Summary

A poem in response to the prompt: What moʻolelo tell the history of your place?

If I were to compose a map of Chicago, for instance,

There would be a pin here at my first apartment

    Where I felt adult because I could sit on my countertop at 2 am and eat a pb&j sandwich

    Where Dewey almost got guillotined by the old window crashing closed

There would be a pin over there at my next apartment

    Where I could hear the sounds of the Cubs hitting home runs

    Where we once awoke to our squeaky fan slowing to stop in the heatwave of 95

There would be a pin at the next apartment called the Land of Boz

    Where life-sized cardboard cutouts of Captain Kirk and Michael Jordan stood sentry

    And our couch housed anyone who needed a place to stay

And the pin over there would be my last apartment on the South Side

    Where Tim’s Grandma gifted us a free start to our married life

    Where I found her one day packing her belongings because she thought she had to move

You’d see listed in the index

    The place where I got proposed to, just on the other side of Navy Pier

    The theater where I first directed a tie-dyed 60s Midsummer Night’s Dream

    At least eight places where my car died and I needed to be rescued

    The intersection of Fullerton and Lincoln where I popped a bubble on the forehead of the Dalai Lama

    The track near Ohio Avenue where I wore a fuzzy cow print hat when I ran into Oprah Winfrey

    The rocks near near Montrose Beach where I once sat and cried for no reason

    The trail we forged through the city on a drug-fueled New Year’s Eve

    The Chicago Academy for the Arts where I first stood at the front of a classroom

    The room where I hugged Stevie Wonder

    The hotel where I worked to pay for my theatre habit

    The Improv Olympic and the Second City where I learned more than I did in school

    The Blue Rider Theatre… or at least where it used to be… where I sat outside and ate bananas with Booker.

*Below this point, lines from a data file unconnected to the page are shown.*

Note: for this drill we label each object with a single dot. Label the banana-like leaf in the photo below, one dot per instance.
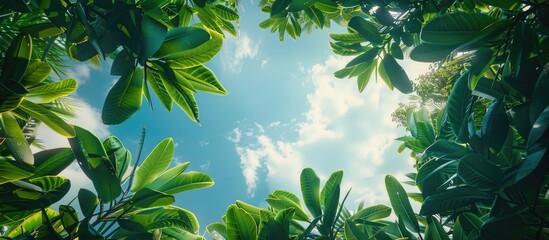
(451, 199)
(454, 28)
(11, 170)
(146, 198)
(401, 204)
(156, 162)
(95, 163)
(48, 117)
(88, 202)
(52, 91)
(366, 29)
(372, 213)
(15, 141)
(184, 182)
(310, 190)
(124, 98)
(52, 161)
(240, 225)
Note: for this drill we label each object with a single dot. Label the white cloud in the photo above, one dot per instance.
(343, 129)
(236, 50)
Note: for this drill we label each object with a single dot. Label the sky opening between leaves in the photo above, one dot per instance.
(285, 111)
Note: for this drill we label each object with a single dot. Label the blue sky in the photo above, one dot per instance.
(285, 111)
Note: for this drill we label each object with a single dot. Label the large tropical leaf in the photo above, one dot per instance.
(240, 225)
(310, 189)
(156, 162)
(15, 141)
(95, 163)
(451, 199)
(124, 98)
(401, 204)
(52, 161)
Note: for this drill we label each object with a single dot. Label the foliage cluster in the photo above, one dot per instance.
(481, 155)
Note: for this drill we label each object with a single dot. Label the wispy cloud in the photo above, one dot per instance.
(342, 129)
(237, 50)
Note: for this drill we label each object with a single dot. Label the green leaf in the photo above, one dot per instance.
(146, 198)
(366, 29)
(37, 71)
(398, 77)
(202, 78)
(52, 91)
(457, 105)
(48, 117)
(119, 156)
(52, 161)
(310, 189)
(199, 55)
(11, 170)
(156, 162)
(16, 58)
(240, 225)
(372, 213)
(153, 34)
(184, 182)
(124, 98)
(180, 40)
(434, 230)
(484, 57)
(495, 126)
(95, 163)
(425, 52)
(451, 199)
(15, 141)
(454, 28)
(401, 204)
(88, 202)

    The Halsted Street bus where I took my last ride as a resident.

Chicago. The Stinking Onion. The City of Big Shoulders. The Windy City. A place I inhabited and a place that still inhabits me. A place where snow was more than snow; it was a quieting blanket that forced us to bundle up and settle in. A place where the rattling metallic cacophony of the El was more than a subway; it was a live beast whose back you’d ride to get anywhere in the city. The River was more than just a waterway; it was the arterial flow of willpower and urban pulse where if you push hard enough, you can reverse the flow of the water.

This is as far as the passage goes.